Con la finalidad de abordar la coordinación del Plan Escudo Fronterizo, el ministro de Relaciones Exteriores, Francisco Pérez Mackenna, se reunió con el comisionado presidencial para la Macrozona Norte, el almirante (r) de la Armada Alberto Soto.
En el encuentro, el canciller detalló las gestiones diplomáticas con Perú y Bolivia para la coordinación de los trabajos en la frontera con los países vecinos.
Además, señaló que, para el presente período, se ha definido como prioridad de la política exterior de Chile el fortalecimiento de la seguridad frente al crimen organizado transnacional y una gestión ordenada de los flujos migratorios.
Los efectos tras puesta en marcha de Plan Escudo Fronterizo y excavación de zanjas en límite con Perú
Martes 17 Marzo, 2026 | 09:17
“Desde Cancillería podemos aportar significativamente en el combate al crimen organizado, al control de las fronteras y al orden migratorio, a través de la coordinación con los países vecinos y el establecimiento de mecanismos eficientes que nos permitan avanzar en estas materias. En ese sentido, el trabajo en conjunto con el comisionado presidencial para la Macrozona Norte será muy importante. El mensaje es claro: en Chile la ley se cumple y aquí se entra por la puerta y no por la ventana”, puntualizó el canciller.

Plan Escudo Fronterizo
Al respecto, el comisionado compartió información sobre el Plan Escudo Fronterizo y detalló el trabajo que se está haciendo y los avances logrados hasta el momento.
La iniciativa considera medidas como el cierre de los pasos no habilitados, sanciones severas y un despliegue militar y policial a gran escala. Entre estas, destaca la construcción de un sistema de contención física y tecnológica infranqueable, combinando muros y vallas de seguridad de cinco metros de altura, equipados con sensores de movimiento y vigilancia por drones, en los sectores cercanos a los pasos oficiales o pasos clandestinos inhabilitados.
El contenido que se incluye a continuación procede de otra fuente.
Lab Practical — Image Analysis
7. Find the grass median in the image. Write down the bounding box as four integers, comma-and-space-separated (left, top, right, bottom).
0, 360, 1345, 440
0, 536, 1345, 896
A esto se suman zanjas de tres metros de profundidad en los lugares de alto tráfico migratorio, impidiendo el acceso de vehículos y el paso de caravanas; cercos perimetrales electrificados, con patrullaje constante de Fuerzas Armadas y Carabineros; torres de vigilancia y radares térmicos y drones autónomos con cámaras de reconocimiento facial, infrarrojos y térmicos.